Se supone que se nace con un sentido para aprender a vivir y se muere con un sentido de agradecimiento a la vida que se tuvo. Se es autor-a de cada paso que se da, ya sea en la niñez, adolescencia, juventud o adultez.
Visto desde el derecho a leer la vida, los humanos somos seres espirituales multidimensionales que habitamos varios cuerpos físicos. Se podría decir que cada cuerpo nos obliga a recordar quiénes somos y a qué vinimos. Se podría decir que la lectura y la vida se ven estimuladas por el suspiro humano, fraguando el aliento de la vida que sucumbe en el pensamiento imaginativo o divergente.
Desde las reflexiones del profesor Fidel Sepúlveda (2015), mi lectura se ha concentrado en sus palabras acerca de la vida, siendo ésta viable solamente si se le considera como el arte de vivir. De alguna manera, él hace referencia a conectarse con el entorno, a comprender la escasez de recursos y la abundancia de necesidades, leyendo el interior de la naturaleza humana.

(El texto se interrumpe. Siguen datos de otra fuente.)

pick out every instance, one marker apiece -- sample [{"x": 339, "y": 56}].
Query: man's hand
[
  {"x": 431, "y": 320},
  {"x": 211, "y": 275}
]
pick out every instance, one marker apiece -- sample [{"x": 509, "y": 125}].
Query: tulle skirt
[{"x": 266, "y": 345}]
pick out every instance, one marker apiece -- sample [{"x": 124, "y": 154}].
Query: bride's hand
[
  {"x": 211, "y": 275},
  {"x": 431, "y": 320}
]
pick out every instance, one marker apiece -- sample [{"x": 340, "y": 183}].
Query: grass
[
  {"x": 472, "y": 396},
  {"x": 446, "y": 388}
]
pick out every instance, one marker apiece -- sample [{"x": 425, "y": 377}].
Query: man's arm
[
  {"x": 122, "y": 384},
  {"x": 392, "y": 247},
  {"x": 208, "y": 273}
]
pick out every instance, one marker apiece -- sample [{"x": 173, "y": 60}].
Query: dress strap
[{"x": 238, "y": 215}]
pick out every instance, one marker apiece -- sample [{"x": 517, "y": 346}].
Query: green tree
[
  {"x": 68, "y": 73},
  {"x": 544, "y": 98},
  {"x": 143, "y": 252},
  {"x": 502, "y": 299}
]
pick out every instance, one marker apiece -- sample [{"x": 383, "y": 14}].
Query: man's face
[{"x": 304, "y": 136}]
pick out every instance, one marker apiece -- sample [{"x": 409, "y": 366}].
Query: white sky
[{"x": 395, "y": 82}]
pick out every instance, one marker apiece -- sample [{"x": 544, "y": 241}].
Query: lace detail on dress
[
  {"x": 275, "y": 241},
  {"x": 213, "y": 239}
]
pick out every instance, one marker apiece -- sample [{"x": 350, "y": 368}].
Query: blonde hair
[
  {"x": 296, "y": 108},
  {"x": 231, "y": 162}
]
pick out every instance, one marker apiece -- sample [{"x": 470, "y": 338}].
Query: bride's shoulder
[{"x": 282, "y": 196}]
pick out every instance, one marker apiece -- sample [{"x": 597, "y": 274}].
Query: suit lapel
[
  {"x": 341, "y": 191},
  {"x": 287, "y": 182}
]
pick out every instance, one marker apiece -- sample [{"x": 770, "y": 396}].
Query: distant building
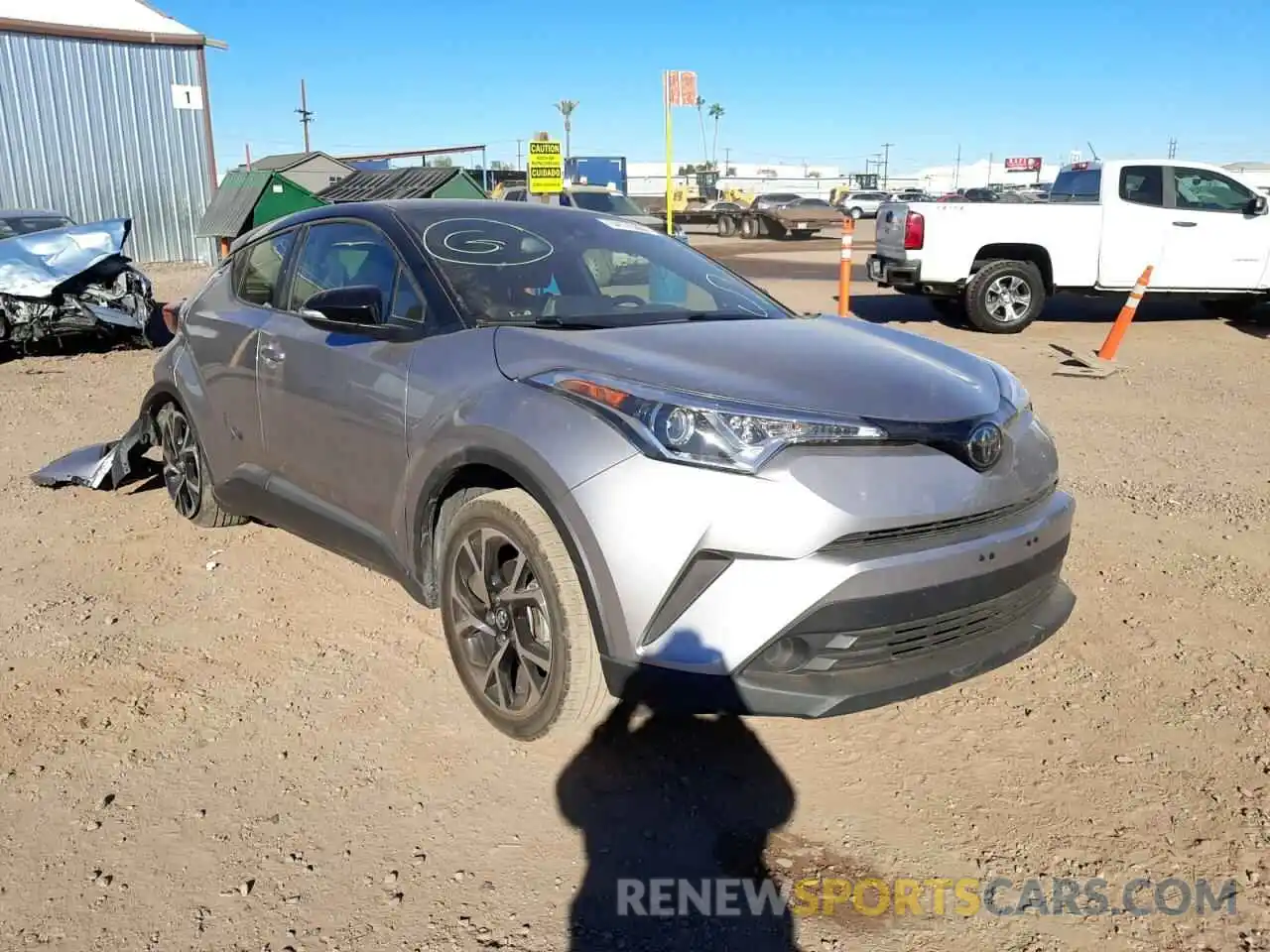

En efecto, en cada paso que damos estamos leyendo el entorno mediante nuestros sentidos. Vemos, escuchamos, tocamos, respiramos, degustamos, todo es parte de la percepción que tenemos en base a las experiencias y desde allí sacamos conclusiones o tomamos decisiones. El maestro señala que la felicidad está ceñida ante la revelación de cada cosa y en el descubrimiento permanente de la simpleza.
Lo simple es complejo. La lectura de un texto, así como la lectura de la vida permite acceder al derecho de la libertad a soñar despiertos-as, por ende, de creer y crear.
Además, la particularidad de cambiar un contexto que puede estar sometido a
múltiples carencias sociales, políticas, económicas y culturales por otro contexto más amable y que se abra a la posibilidad de un mayor bienestar. Este bienestar emerge en la revelación de la vida, en la transformación consciente de aquella belleza que surge desde la precariedad de recursos. Esto lo ejemplifican muy bien los profesores y profesoras, cuando hacen milagros en el aula sin gozar de materiales suficientes.
Al inicio, formulé la pregunta acerca de un refugio mágico donde estar. Un lugar con esas características perfectamente podría ser una biblioteca. Es ahí donde los sueños se hacen realidad a través de la creatividad viva que dejan autores y autoras en sus libros, sin embargo, esa vida de la que hablo solamente renace al momento de leer. Abres un libro y tu mente viaja. Abres un libro y encarnas a un personaje.
En las estanterías se manifiesta una forma nueva del derecho a leer la vida: la vida propia y la de los demás.
Si deliberamos en la lectura y reconocemos aquellos momentos que nos impulsan a buscar respuestas y más preguntas en los libros, entonces habremos descubierto una zona maravillosa que proporciona vida sobre los secretos de la imaginación.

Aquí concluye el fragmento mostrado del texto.